The newly opened gym is at the center of a dispute over access by Independence Plaza tenants who do not pay market-rate rents. Photo: Aline Reynolds/Tribeca Trib

Jun. 03, 2013

Longtime tenants of Tribeca’s Inde­pendence Plaza North are railing against their landlord’s membership policy for the complex’s newly opened gym.

After numerous complaints, the co-owner of IPN has reversed a controversial rule that initially restricted access to the gym and children’s play space to “market rate” tenants, barring access to  those paying reduced or government-subsidized rents. It now says it wants to charge non-market-rate tenants an annual fee—a decision that the Tenant Association maintains is still discriminatory.

Following IPN’s removal from the state’s Mitchell-Lama Housing Program in 2004, tenants of the Greenwich Street complex have fallen into three categories: those who pay market-rate rents, and those who moved in before 2004 and are either paying lower rents as part of the Landlord Assisted Program (LAP) or  receiving vouchers from the government’s Section 8 Housing Program.

The facility opened in mid-May on the second floor of IPN’s 40 Harrison Street building. As of the end of May, non-market-rate tenants were still waiting for information on how and when they could start using the gym. 

According to its latest decision, market-rate tenants can get in for free while LAP and voucher tenants will have to pay to use the facilities—an amount as yet to be determined.

A spokesperson for Stellar Man­agement declined to comment on the revised policy.

(According to a Stellar Management employee, the message to non-market-rate tenants that they could not use the gym was the result of a “miscommunication” among Stellar staff members.)

Diane Lapson, the IPN Tenant Association president who met with Stellar representatives on May 23, said management is justifying the rule by saying that the annual fee is built into the leases of current market-rate tenants.

Lapson and others believe the policy discriminates against non-market-rate tenants. The gym, she said, is “an amenity for the residents who live here—it has to be equitable so that all people are paying the same amount of money, even if it’s just a question of them writing [the fair-market tenants’] lease a little differently.”

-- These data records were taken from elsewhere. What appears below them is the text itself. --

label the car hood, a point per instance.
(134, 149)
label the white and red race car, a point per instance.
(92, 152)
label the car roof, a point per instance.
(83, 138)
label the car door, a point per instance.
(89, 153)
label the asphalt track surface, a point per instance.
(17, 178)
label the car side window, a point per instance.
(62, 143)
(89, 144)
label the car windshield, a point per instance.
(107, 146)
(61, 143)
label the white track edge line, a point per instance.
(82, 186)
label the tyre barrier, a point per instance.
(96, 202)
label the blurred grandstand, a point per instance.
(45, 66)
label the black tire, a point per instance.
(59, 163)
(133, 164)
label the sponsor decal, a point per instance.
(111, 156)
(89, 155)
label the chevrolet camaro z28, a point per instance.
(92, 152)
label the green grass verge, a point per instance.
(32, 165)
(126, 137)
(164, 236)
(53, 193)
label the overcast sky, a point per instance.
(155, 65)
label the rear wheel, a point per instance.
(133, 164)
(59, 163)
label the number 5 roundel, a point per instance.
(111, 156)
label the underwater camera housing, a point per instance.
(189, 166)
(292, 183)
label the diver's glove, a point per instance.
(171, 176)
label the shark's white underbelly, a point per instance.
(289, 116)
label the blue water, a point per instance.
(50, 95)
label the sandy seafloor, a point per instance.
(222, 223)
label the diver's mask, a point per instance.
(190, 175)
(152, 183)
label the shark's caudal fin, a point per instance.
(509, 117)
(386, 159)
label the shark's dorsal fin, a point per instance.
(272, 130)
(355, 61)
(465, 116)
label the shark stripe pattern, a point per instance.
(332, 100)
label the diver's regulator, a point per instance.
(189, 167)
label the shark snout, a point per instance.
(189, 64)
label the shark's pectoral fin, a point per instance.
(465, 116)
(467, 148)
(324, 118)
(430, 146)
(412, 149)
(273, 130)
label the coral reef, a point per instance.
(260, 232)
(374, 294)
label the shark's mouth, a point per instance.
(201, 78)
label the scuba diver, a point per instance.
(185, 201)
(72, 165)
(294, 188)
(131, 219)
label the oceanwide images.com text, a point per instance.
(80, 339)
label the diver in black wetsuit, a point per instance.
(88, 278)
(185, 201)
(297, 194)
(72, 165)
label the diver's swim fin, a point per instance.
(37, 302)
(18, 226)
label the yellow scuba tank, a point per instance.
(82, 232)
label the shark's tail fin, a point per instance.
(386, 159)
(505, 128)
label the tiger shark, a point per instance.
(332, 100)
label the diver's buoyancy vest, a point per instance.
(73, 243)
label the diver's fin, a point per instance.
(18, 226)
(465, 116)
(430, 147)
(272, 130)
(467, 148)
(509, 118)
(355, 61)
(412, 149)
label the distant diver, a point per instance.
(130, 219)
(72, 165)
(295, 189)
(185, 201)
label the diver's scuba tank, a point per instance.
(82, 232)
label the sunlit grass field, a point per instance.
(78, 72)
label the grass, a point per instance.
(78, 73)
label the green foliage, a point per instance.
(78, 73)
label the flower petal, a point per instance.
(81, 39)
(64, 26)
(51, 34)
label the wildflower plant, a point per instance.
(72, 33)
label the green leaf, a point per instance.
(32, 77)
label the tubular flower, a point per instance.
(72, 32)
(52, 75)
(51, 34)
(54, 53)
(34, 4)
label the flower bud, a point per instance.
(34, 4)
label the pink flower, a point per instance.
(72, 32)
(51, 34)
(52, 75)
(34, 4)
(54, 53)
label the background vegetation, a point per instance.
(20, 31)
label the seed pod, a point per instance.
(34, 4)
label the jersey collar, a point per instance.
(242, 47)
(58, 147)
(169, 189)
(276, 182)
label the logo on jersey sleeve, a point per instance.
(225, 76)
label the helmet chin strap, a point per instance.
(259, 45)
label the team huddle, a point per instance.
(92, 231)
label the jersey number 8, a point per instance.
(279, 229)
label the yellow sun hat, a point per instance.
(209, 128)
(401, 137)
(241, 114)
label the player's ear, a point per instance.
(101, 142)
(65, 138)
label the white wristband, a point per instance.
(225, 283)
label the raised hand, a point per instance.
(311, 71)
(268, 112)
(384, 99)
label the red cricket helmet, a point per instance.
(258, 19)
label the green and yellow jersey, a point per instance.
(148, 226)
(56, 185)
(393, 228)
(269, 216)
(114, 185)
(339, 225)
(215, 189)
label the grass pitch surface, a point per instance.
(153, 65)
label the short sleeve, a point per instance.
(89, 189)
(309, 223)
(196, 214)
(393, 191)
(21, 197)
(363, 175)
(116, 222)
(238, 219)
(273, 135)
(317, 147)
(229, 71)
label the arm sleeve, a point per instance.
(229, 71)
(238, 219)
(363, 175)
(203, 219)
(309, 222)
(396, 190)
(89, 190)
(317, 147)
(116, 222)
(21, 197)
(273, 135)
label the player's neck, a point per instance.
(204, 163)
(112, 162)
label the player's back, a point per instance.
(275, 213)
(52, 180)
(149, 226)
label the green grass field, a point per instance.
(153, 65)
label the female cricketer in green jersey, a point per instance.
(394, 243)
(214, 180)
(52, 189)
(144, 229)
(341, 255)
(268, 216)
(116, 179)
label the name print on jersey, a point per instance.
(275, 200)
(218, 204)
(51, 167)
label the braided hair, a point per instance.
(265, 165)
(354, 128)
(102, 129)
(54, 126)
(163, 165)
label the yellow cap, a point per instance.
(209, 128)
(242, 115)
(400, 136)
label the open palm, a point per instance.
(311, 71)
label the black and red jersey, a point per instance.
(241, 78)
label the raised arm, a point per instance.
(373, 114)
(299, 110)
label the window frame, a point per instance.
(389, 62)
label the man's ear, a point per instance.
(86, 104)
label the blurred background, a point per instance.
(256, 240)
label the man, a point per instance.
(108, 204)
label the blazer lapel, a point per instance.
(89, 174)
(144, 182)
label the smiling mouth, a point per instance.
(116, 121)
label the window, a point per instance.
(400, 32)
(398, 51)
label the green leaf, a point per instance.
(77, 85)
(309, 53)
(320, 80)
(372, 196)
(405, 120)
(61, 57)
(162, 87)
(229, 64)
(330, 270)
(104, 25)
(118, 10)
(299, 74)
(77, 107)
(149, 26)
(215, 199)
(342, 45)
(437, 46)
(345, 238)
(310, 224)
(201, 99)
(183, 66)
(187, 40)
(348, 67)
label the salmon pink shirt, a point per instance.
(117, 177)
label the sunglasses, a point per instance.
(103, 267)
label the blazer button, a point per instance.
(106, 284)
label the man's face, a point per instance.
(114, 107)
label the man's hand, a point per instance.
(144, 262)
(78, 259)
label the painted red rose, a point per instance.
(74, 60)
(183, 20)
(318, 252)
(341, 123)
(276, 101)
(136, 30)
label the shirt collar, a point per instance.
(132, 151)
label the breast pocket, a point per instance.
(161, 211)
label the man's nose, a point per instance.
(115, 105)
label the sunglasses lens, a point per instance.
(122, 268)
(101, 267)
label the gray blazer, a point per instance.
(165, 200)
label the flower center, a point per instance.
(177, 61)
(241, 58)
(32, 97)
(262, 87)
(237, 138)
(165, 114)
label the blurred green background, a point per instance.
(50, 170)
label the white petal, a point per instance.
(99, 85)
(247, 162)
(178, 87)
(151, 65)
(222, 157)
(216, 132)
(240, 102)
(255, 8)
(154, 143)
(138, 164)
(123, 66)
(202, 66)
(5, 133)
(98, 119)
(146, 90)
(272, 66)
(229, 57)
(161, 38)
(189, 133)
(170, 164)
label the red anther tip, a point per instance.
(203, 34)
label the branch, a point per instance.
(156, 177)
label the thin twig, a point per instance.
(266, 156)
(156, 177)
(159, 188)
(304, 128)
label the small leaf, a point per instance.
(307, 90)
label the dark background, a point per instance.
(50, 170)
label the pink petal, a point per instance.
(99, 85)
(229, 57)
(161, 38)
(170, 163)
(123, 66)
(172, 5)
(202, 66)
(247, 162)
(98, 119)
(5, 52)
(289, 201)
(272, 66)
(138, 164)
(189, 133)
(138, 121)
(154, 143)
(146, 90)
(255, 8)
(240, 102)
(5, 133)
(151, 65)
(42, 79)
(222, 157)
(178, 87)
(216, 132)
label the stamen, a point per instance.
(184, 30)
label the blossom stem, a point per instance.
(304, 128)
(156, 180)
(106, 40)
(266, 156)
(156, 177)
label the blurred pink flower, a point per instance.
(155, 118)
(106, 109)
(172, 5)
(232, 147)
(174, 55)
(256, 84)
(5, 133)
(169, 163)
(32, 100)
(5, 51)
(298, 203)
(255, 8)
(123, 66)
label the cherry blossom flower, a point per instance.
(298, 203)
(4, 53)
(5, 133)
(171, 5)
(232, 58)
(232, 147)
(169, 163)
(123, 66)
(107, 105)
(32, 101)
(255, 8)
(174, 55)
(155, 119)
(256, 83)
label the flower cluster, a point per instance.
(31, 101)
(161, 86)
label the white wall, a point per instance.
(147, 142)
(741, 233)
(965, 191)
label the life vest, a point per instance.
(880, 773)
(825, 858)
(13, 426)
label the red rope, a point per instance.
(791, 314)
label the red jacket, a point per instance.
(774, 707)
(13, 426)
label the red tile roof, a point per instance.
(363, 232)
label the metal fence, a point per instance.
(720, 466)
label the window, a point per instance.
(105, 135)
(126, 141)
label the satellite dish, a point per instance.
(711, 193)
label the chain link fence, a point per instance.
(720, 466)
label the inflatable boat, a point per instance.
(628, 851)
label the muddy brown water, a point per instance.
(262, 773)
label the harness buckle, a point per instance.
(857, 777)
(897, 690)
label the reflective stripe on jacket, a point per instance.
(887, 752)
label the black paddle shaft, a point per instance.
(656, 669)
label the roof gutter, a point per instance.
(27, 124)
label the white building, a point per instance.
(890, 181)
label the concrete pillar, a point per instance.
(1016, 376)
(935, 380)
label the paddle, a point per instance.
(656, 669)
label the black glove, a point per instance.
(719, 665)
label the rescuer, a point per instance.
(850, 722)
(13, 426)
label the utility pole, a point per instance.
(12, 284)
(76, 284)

“I explained why I think the human rights law makes what they’re proposing illegal,” said Tenant Association Vice President Ed Rosner, who also attended the May 23 meeting. He cited a citywide law that states that discriminating against people based on their source of income, in terms of a “housing accommodation” or “the furnishing of facilities or services,” is illegal.

Asked about the legality of Stellar’s policy, Betsy Herzog, a spokeswoman for the city’s Commission on Human Rights, said, “We would definitely look at this and investigate it... It sounds like they’re trying to get around having these people use the gym.”

Some IPN tenants believe Stellar’s dual policy drives a wedge between the residents of IPN.

“There’s this sort of attitude by the higher management...that we are not desirable,” said a longtime tenant who asked not to be identified. ‘Let’s keep the riff-raff out of the gym,’ is how it feels.”